As global awareness about plastic waste in our ocean grows, people are starting to act: companies are pledging to use more recycled content; some governments are setting goals to address highly littered products; and people are looking for ways to reduce their plastic footprint. Each of these steps has an important role to play, particularly in areas where waste collection systems already exist. But what about where they don’t? Research tells us that up to 80% of ocean plastic starts out on land, with much of it coming from rapidly developing countries that have yet to build systems to manage local waste. Given the number and pace of people entering the consumer class, failing to collect and manage waste in those places will mean more plastic than fish in the ocean by 2050.

That’s why a recent announcement by a coalition of nearly thirty leading global companies is so remarkable. In announcing the Alliance to End Plastic Waste[i], a new global nonprofit to invest in waste management, those companies are filling a critical gap by bringing investment, innovation and solutions to places where they are needed most. Companies that have joined the Alliance agree that plastic waste in the environment is unacceptable and that change is the only way forward. There is no single, simple solution. Success will require investing in new ways of managing resources to achieve greater circularity, dramatically improving recovery and recycling; developing new packaging formats and product delivery mechanisms; and building entirely new business models.

The Alliance is notable for a couple of reasons. The first is the scale of its ambition. Alliance members have committed over $1 billion to this work, with a goal of $1.5 billion over the next five years to help solve this problem. And these investments are designed to be catalytic—meaning they will prove a case for investments in systems and technologies that can be scaled with the addition of development finance, impact investors and, ultimately, private equity.

The Alliance is also notable because it involves the breadth of experience, expertise and global perspectives of companies that make, sell, use and recycle plastic—the so-called plastic “value chain.” This is important because the problem is complex and solutions are locally-dependent, so no single company or sector acting alone could have the needed perspective or impact.

The Alliance will focus its investments in four key areas: expanding infrastructure to collect, manage and recycle used plastics, particularly in high-leakage regions; accelerating innovations in packaging design and technology that increase efficiency and create value from post-use plastics; promoting education and engagement among governments, businesses and communities; and cleaning up concentrated areas of plastic waste already in the environment—especially in rivers that carry land-based waste to the ocean.

These investments complement numerous existing commitments undertaken by individual Alliance members to use and reuse resources with greater circularity, and commitments by plastics makers in the United States, Canada and Europe to recycle or recover 100% plastic packaging by 2040.

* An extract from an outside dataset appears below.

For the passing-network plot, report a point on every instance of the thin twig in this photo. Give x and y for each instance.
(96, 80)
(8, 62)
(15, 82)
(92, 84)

Structurally, the Alliance is an independent, cross-sector nonprofit consisting of global companies that manufacture consumer goods, chemicals, plastics and packaging, and waste management firms. The World Business Council for Sustainable Development is a founding partner in the initiative. This broad collective brings together unprecedented access to world-class expertise and resources (technical, engineering, logistics etc.) to help solve this problem, along with insights from regions where the waste challenge is the greatest.

Out of the gate, the Alliance has set its sights on an initial group of projects including: establishing partnerships with cities in high-leakage areas; providing funds to the Incubator Network by Circulate Capital, which was launched at the G7 in September 2018; developing a global information project to support waste management systems with data, metrics, standards and methodologies; creating a capacity building collaboration in partnerships with organizations like the United Nations; and supporting the nonprofit Renew Oceans to aid in capturing waste from ten high-leakage rivers in Asia before it reaches the ocean.

The Alliance is just getting started, and it’s off to a strong start, thanks to broad and growing participation from leading companies across the plastics value chain. Expanding the Alliance’s membership is critical to sustaining momentum. The Alliance encourages all companies, big or small, from all regions and sectors to support this effort.


[i] Members of the Alliance to End Plastic Waste consist of leading companies that make, sell, process, collect and recycle plastics. Trade associations, including the American Chemistry Council, are not members of the Alliance.